[caption caption="Arie Smit bersama Suteja Neka"][/caption]
“Arie Smit meninggal pada Hari Rabu malam, 23 Maret 2016, pukul 20.30, di Rumah Sakit Puri Raharja….” Ujar Pande Wayan Suteja Neka. Jasad beliau disemayamkan di Rumah Sakit Angkatan Darat, dilanjutkan dengan doa kebaktian dan kremasi di Krematorium Kristen di Mumbul pada hari Kamis, 24 Maret 2016. “Ini sesuai dengan permintaan Smit, yang menyatakan dia terlahir sebagai Kristen dan ingin meninggal juga sebagai pemeluk Kristen”, Pande Wayan Suteja Neka bertutur mengenai sosok Arie Smit.
Arie Smit, terlahir dengan nama Adrianus Wilhelmus Smit tahun 1916, bulan April tanggal 15 di negeri Kincir Angin, Belanda. Beliau meninggal tanggal 23 Maret 2016, 23 hari lagi menjelang ulang tahunnya ke seratus…….
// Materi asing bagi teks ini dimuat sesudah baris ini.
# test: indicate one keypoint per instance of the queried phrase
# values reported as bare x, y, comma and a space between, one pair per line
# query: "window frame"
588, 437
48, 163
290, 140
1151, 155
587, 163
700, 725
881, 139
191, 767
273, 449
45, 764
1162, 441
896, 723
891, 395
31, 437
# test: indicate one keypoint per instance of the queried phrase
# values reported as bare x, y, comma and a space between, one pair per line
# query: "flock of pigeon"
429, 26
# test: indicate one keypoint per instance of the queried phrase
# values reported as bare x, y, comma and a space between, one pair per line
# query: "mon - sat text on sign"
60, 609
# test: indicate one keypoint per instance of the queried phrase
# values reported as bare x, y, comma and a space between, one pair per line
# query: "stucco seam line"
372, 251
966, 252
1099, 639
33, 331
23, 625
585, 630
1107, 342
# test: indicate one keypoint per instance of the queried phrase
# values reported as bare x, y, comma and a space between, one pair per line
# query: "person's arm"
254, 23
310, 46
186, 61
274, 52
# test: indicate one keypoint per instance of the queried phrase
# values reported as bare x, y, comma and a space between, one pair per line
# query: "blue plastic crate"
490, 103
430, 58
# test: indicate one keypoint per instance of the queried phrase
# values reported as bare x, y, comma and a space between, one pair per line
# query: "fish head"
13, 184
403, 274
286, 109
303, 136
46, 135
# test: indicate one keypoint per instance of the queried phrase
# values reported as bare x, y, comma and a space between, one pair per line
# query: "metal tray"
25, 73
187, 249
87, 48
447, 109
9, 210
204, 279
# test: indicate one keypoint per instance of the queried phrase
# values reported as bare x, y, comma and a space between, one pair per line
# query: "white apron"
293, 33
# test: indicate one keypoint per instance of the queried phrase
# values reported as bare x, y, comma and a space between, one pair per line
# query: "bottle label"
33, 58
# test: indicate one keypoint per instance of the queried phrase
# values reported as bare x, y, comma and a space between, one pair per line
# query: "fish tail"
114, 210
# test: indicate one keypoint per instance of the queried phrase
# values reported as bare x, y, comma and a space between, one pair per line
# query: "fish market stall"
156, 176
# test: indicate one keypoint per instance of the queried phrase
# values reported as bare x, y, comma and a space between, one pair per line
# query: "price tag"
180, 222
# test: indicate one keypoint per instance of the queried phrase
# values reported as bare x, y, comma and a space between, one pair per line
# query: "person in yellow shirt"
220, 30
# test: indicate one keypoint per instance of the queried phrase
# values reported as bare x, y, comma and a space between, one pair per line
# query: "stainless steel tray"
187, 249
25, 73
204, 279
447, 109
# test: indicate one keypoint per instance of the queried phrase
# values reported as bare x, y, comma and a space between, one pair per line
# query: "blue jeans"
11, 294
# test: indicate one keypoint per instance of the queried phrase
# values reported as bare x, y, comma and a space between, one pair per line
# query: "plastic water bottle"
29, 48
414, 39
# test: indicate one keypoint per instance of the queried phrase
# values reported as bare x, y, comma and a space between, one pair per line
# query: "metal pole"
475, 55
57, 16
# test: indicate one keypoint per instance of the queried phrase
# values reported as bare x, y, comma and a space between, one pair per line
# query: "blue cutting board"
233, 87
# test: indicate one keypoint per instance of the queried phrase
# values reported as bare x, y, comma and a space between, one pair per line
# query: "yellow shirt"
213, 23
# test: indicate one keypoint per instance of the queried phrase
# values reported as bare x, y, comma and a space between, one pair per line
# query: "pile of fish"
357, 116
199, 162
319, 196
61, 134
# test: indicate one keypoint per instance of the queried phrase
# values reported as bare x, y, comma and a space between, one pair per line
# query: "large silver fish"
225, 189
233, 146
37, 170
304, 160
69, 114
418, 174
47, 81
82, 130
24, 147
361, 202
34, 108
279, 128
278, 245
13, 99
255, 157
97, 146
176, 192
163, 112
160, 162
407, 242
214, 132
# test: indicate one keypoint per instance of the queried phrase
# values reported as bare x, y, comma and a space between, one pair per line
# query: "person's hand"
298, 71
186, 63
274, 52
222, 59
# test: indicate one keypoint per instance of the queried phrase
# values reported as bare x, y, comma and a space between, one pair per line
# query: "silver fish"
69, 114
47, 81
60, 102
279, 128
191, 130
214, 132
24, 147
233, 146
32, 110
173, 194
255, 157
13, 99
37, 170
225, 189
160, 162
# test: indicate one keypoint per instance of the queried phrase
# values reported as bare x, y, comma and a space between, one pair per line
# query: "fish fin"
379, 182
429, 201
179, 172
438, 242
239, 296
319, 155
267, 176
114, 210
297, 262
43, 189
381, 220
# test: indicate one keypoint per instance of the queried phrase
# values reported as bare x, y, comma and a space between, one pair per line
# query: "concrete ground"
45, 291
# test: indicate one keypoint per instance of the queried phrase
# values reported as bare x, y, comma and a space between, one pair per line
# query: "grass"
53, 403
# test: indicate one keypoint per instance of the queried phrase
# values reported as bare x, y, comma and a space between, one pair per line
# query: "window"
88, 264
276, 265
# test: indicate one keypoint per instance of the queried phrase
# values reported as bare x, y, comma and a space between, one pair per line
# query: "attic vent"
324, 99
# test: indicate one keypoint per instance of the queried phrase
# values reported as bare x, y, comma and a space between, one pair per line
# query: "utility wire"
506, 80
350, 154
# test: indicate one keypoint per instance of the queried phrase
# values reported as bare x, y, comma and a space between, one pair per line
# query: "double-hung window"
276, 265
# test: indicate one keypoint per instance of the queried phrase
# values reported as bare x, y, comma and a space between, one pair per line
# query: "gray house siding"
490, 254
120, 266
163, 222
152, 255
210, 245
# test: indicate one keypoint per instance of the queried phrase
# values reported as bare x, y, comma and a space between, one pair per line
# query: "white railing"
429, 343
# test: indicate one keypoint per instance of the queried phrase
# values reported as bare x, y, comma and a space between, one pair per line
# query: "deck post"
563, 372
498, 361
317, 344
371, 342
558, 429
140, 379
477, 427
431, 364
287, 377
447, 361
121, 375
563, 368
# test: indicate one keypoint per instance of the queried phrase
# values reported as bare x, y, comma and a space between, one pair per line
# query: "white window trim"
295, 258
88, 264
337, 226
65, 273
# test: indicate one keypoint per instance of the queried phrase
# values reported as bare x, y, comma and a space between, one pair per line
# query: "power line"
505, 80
Jenasah beliau disemayamkan di rumah duka Rumah Sakit Angkatan Darat. Doa kebaktian menurut agama Kristen dilakukan pada hari Kamis, 24 Maret 2016. Seusai doa kebaktian, jenasahnya dibawa menuju Krematorium Kristen di Mumbul untuk dikremasi, dan abunya dilarung di Pantai Matahari Terbit yang terletak di Sanur.
Pande Wayan Suteja Neka menjelaskan, almarhum selama empat tahun terakhir mengalami kelumpuhan dan buta sehingga tidak bisa melakukan aktivitas sehari-hari seperti biasa.
[caption caption="Arie Smit bersama Suteja Neka"]
[/caption]
“Bu Santi, tahukah makna persahabatan sejati? Bisa saling menguatkan dan berjalan dengan tulus…” Pande Wayang Suteja Neka bertutur tentang makna persahabatan beliau dengan sosok Arie Smit. “Persahabatan kami adalah karena adanya persamaan apresiasi terhadap kebudayaan. Budaya, khususnya seni, merupakan sesuatu yang harus dijaga dan dipelihara, dikembangkan dan diwariskan bagi anak cucu, sehingga kita bisa memiliki roh, jiwa, semangat, taksu, dalam melaksanakan aktivitas kehidupan sehari-hari”.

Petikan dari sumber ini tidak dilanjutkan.